From the implementation level, in order to support the ability of bonding, we currently plan to design three types of DSLs: back-end architecture query DSL, architecture DSL, and feature DSL.

Backend Architecture Query DSL

Similar to LINQ (Language Integrated Query, language integrated query) encapsulates CRUD interfaces to provide compile-time type checking or IntelliSense support, in Kotlin there are forms such as: KtOrm . Such as:




.where { (Employees.departmentId eq 1) and ( like "%vince%") }

.forEach { row ->



Written like a programming language, it can provide more friendly syntax support.

Architecture DSL

That is, the Architecture Description Language (Architecture Description Language), provides an efficient way to describe the software architecture.

Feature DSL: Analysis, Scanning, and Linter

That is to encapsulate ArchGuard Scanner, Analyser, Linter, etc., to build the basic architectural features required by the system.

  1. Build an interactive environment

Two years ago, when building Ledge with many Thoughtworkers, we have been emphasizing document coding and providing an interactive document environment. In Ledge, you can use Markdown to draw all kinds of charts, just by declaring the chart type, see example:

In terms of mode, ArchGuard is more like a combined version of RStudio + Jupyter, that is, a REPL that provides a large number of custom graphics + component capabilities.

On the REPL, since we plan to use Kotlin to build the DSL, what we need to look for is the Kotlin REPL. The kotlin-jupyter officially created by Kotlin has become a good reference, but unfortunately, it has not been used yet. At the same time, Kotlin has the scene of Kotlin Scripting in the early stage of design, so it kotlin-scripting-compiler-embeddable meets the needs. So, in the PoC, we introduced the Kotlin REPL with reference to Apache Zeppelin and created a WebSocket as a service.

In terms of visualization, it is a little more complicated, and you need to build a Markdown parser, Block editor, etc. We have temporarily adopted Mermaid.js as one of the visual graphics libraries, and D3.js and Echarts are also one of them. The remaining question is how to integrate them through the DSL? Is building a front-end and back-end data model a temporary solution?

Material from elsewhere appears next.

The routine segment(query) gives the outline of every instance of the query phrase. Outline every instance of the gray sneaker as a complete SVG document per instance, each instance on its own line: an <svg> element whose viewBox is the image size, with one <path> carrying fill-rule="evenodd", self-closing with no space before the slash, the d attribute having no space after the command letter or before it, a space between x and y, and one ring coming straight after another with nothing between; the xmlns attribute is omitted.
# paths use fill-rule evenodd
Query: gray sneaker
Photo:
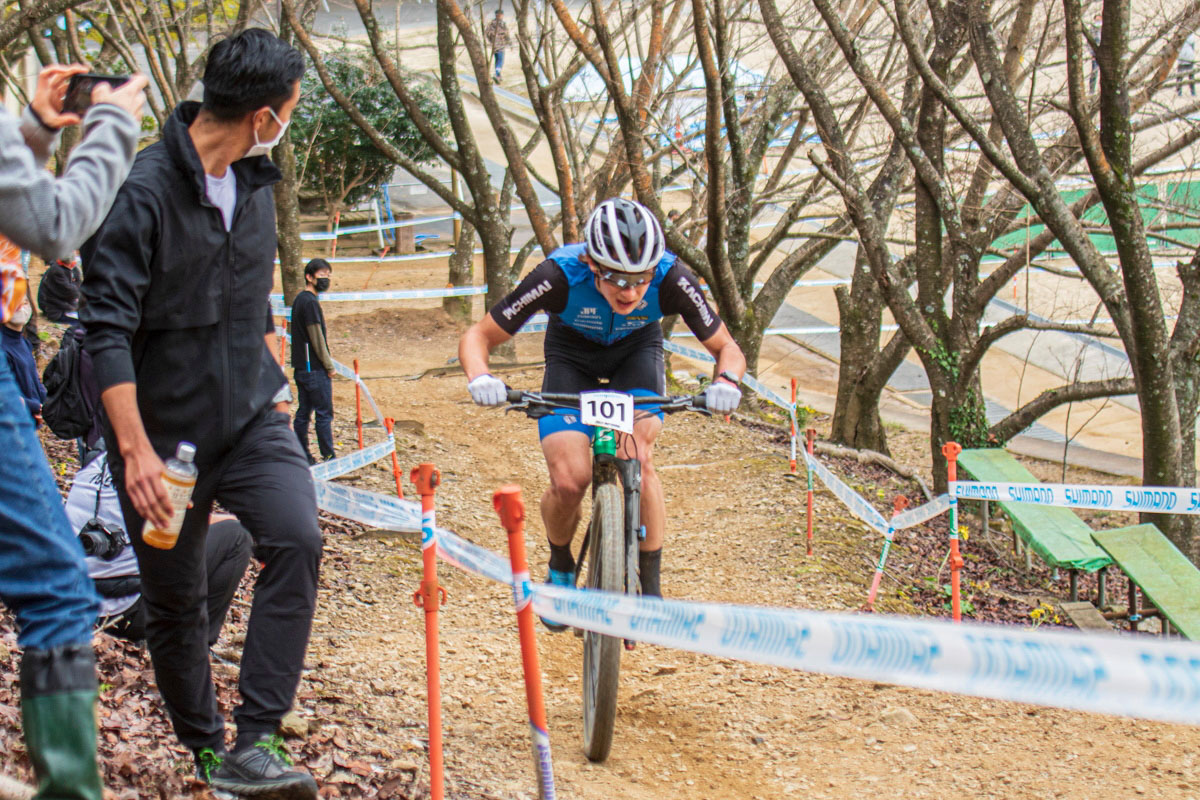
<svg viewBox="0 0 1200 800"><path fill-rule="evenodd" d="M283 749L283 740L264 734L253 747L225 756L209 784L239 797L316 800L317 782L307 772L291 766L292 759Z"/></svg>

See screenshot for PoC example:

  1. Still a PoC

Here, the interactive analysis of ArchGuard is still just a PoC (proof of concept), but in the near future, you can use it in ArchGuard.


Building such a complex tool is not an easy task. Welcome to join ArchGuard, learn architecture and architecture governance together, and develop a pure technology-driven open-source software.

If you want to practice the following techniques, I will teach you how to:

  • Compiler front end. Interested in designing and implementing DSLs
  • Compiler peripherals. Kotlin’s compiler uses
  • ……
  • Of course, if you are also interested in:


Improve a legacy system. Refactoring and designing ArchGuard’s front-end and back-end.

Although we can’t provide you with code, maybe we can in the future — as an open-source self-research project, what if we can build an open business model? In addition, you can show your code in public and recognize more architects in the industry who know you.